# Cleaning a vacuum pot



## Vieux Clou (Oct 22, 2014)

I used mine for the second time in 18 months last week, for visitors who don't like espresso. Got the grounds etc out OK and washed it thoroughly - but how the hell do you get the inside of the pot dry and sparkling again? Can't get at the damned thing.


----------



## Rob1 (Apr 9, 2015)

Stick kitchen towel inside and shake it about or stick a chopstick in there after it and give it a good wipe around.


----------



## Vieux Clou (Oct 22, 2014)

Wipe I can manage.
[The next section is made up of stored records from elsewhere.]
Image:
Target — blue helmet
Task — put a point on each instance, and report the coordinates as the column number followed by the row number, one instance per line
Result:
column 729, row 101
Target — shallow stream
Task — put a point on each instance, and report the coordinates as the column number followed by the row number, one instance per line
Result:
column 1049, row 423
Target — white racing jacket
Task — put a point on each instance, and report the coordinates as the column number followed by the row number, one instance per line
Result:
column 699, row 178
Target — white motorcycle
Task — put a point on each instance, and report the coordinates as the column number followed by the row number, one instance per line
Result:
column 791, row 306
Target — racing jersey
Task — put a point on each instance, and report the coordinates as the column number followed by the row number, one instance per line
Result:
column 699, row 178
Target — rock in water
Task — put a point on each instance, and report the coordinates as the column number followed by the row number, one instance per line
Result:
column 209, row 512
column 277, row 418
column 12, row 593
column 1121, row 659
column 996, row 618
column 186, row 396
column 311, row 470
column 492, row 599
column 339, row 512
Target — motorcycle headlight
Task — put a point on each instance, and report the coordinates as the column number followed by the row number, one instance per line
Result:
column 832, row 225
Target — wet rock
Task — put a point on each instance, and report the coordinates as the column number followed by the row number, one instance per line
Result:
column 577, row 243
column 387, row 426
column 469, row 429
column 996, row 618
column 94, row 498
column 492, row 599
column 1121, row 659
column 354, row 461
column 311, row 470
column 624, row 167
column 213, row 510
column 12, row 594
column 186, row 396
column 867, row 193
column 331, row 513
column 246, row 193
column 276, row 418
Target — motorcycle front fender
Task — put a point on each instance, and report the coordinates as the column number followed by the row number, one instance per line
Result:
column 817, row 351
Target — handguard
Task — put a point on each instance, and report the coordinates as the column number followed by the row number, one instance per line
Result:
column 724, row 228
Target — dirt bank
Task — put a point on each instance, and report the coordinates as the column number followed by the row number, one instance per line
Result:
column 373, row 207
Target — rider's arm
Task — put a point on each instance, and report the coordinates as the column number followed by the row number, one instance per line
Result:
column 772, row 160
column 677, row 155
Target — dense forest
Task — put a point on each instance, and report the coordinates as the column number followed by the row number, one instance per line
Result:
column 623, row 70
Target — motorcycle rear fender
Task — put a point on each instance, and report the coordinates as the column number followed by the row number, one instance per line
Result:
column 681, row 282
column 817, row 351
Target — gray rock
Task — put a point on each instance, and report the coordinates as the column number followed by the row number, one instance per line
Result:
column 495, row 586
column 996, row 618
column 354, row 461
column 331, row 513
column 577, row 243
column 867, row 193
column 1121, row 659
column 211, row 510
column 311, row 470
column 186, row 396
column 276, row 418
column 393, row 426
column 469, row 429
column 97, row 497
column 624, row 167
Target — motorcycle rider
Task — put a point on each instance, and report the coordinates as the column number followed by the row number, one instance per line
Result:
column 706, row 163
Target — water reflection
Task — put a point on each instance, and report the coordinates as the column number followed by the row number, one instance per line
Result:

Polish is what I want.


----------



## El carajillo (Mar 16, 2013)

Fill it up with a mix of Pulycaf. and let it stand then rinse out.


----------



## Vieux Clou (Oct 22, 2014)

Yes, certainly that would remove any crud, but it wouldn't help me get it completely dry afterwards. I need some way of polishing it on the inside.


----------



## Rob1 (Apr 9, 2015)

Can you post pics? Are we talking glass or metal?


----------



## Missy (Mar 9, 2016)

Can you get a fine microfibre cloth in then out and broddle with a chopstick/bottlebrush? If you do that with a dry cloth when it's slightly damp it should polish up?


----------



## Vieux Clou (Oct 22, 2014)

Aye, summat like that. I was hoping that someone had a magic bullet. Washing in deionized water would probably work but it's not worth the effort. As I said, I have only used it twice in 18 months.

Thanks for suggestions, all. When (if) I do get it the way I like I'll build a ship in the bottom bit and shove a candle in the top.


----------